Reputation: 291
I need to select only users that have purchased more than x items
For example I have a table where :
users items
-----------------------
1 a
1 b
1 c
1 d
2 N
2 M
I want to have only users who have purchased more than 3 items. In the case exemple I would have only user 1 and not user 2 who have purchased only 2 items.

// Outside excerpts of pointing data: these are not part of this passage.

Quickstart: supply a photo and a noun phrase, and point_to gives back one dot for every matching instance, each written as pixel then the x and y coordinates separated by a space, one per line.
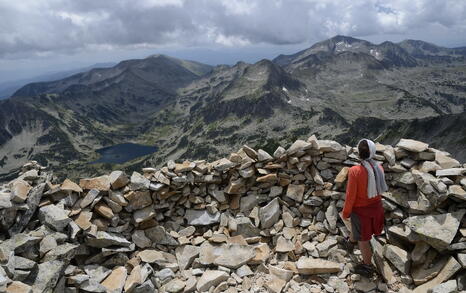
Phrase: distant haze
pixel 38 37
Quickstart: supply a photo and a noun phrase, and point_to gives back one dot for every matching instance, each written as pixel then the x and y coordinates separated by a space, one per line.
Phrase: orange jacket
pixel 356 190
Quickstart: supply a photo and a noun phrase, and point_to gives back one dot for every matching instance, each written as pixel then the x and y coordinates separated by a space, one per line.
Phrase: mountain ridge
pixel 180 105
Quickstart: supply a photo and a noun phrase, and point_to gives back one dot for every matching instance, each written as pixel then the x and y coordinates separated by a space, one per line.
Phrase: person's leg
pixel 366 252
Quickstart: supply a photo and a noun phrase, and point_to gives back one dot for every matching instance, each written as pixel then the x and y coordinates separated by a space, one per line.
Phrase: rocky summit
pixel 250 222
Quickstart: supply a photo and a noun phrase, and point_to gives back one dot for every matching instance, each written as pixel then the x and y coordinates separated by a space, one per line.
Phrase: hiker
pixel 363 204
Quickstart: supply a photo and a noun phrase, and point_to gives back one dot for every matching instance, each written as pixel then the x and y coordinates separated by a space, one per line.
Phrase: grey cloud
pixel 69 26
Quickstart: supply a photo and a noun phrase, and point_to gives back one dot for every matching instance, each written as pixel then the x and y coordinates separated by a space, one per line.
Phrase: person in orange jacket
pixel 363 203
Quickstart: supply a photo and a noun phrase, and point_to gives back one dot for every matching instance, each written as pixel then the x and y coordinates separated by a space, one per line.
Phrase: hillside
pixel 335 88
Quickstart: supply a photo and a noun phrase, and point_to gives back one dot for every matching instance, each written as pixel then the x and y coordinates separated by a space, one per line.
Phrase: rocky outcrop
pixel 247 223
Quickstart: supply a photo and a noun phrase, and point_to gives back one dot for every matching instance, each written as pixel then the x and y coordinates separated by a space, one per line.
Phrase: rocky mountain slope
pixel 248 222
pixel 336 88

For now I am using this condition in my sql script which output is the input of my python script but since it takes a long time I was hoping to do it directly in my python script.
Thank you in advance.
Regards,
Upvotes: 1
Views: 134
Reputation: 862651
You need filter:
df = df.groupby('users').filter(lambda x: len(x['items']) > 3)
print (df)
users items
0 1 a
1 1 b
2 1 c
3 1 d
Another solution with transform
and boolean indexing
:
df = df[df.groupby('users')['items'].transform('size') > 3]
print (df)
users items
0 1 a
1 1 b
2 1 c
3 1 d
Upvotes: 1
Reputation: 21552
You can groupby by users
and then count the number of items purchased:
In [8]: d = df.groupby('users').size().reset_index(name='items_purchased')
In [9]: d
Out[9]:
users items_purchased
0 1 4
1 2 2
and then filter by a mask:
In [10]: fil = 3
In [11]: d = d[d['items_purchased']>fil]
In [12]: d
Out[12]:
users items_purchased
0 1 4
Upvotes: 0